Warm ups have become an essential part of any workout over the past 10 or 15 years. As a community of coaches and athletes, we’ve come to a consensus that a warmed up athlete is better than one who isn’t.  what we haven’t come to a consensus on yet is what a good warm up is, however. Well, because the internet is a place for people to put in their two cents, I’ll add in mine and hopefully it helps you have your best racing yet.

The first thing to discuss when looking at warm ups is the why. We know we should, but why should we? There are some big reasons based on what it can do for you physically. The warm up can be exactly what the body needs to prepare itself for the hard efforts to come. Getting the body moving and the heart rate up will increase the blood flow to the working muscles and decreases blood flow to those that aren’t. The effort activates all the supportive systems that help the body cope with the effort and supply the main components with what they need to do the work. In short, a warm up will flip the switch on your body putting it in perform mode. But what a lot of people easily forget is the mental side of a warm up. A consistent warm up serves as a mental preparation too. If you get used to having intense focus while training, doing a similar warm up also help your mind prepare by relying on habits. I can’t tell you the number of times I’ve been having a bad day and I just don’t know if I’ll get my workout done, let alone do a good job. But I’ve come to know that if I put the clothes on, prepare the bike, and get to my warm up, I’ll be ready mentally regardless of mental state the day put me in. I think this is because my mind doesn’t know any other way to be after the warm up, it only knows to focus. Having this habit is one of the biggest things that allow me to train day after day, mentally speaking.

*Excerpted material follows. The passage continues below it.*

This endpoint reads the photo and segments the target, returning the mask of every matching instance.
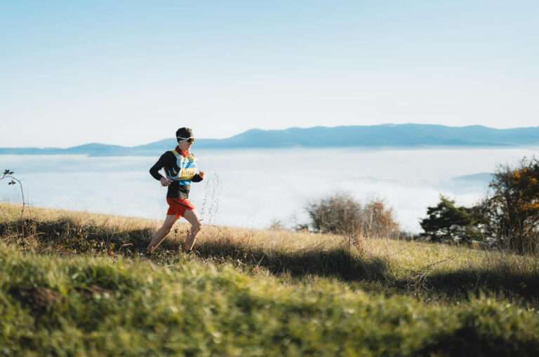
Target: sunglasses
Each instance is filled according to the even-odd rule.
[[[178,141],[183,141],[185,140],[187,140],[188,143],[193,144],[194,142],[194,138],[193,136],[191,136],[189,138],[182,138],[180,136],[178,136],[176,138]]]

So knowing the purpose, we can better execute, because we now understand the reasons. So what is a good warm up? There are different warm ups for different activities, but in general I say the longer event, the shorter and the less intense the warm up should be. For most events, under 4 hours, some structure and targeted intensity is helpful. But with the recent string of 50+ mile MTB races I’ve been doing, the warm ups have been pretty simple. You can find the outline below.
Endurance MTB Warm Up – primarily used for MTB races that are 4-6 hours long
Spin easy for 5 minutes, make sure everything is set; bike, gear, nutrition.
Spend the next 10 minutes slowly increasing the effort from easy spin to tempo. Focus on pedaling complete circles as you increase in both cadence and effort. Focus is the key here.
Spins easy for the remainder of the warm up, maybe put in a couple hard short efforts, but keep the legs going until you get to the line and go.

While these instructions are great, lets dive a little deeper. What should you be thinking and feeling through the warm up? Because your goal is to prepare the body for the effort, and activate the performance systems, we will probably feel this happening. You should feel a wave of heat come over your body as your heart begins to beat faster and the blood start to pump. This usually takes me 5-10 minutes of riding to feel. You want to feel the legs start to loosen up and get into a rhythm. You want to get to the point where the motion of spinning the legs just happens with no though, so you can focus on pedaling hard. And speaking of focus, what should you be focusing on? You want to get your head in the game as much as your body, so start thinking about the race, what will the tactics be, what will the start be like, what do you think will be the best way for you to handle the start will be? Think through your nutrition and gear, remember yourself preparing it and instead of wondering if it’s good to go, tell yourself it is good to go. This will help you clear your mind and focus on the race. Think through the race, visualize happening what you want to happen. I do a lot of visualization especially the night and day before the race, and I like to finish this up some on the day off. Doing this visualization is a way to take all those thoughts and move them from your conscience mind to your unconscious mind. This is important, because in the heat of the race, there isn’t time for thought, only reaction. So you want to inform those reactions as best you can.


Just like a workout, or a course, the more you practice something the better you’ll be at it. So remember that you might not get it right away. But keep at it. The more you practice the more it will work and the better races you’ll have.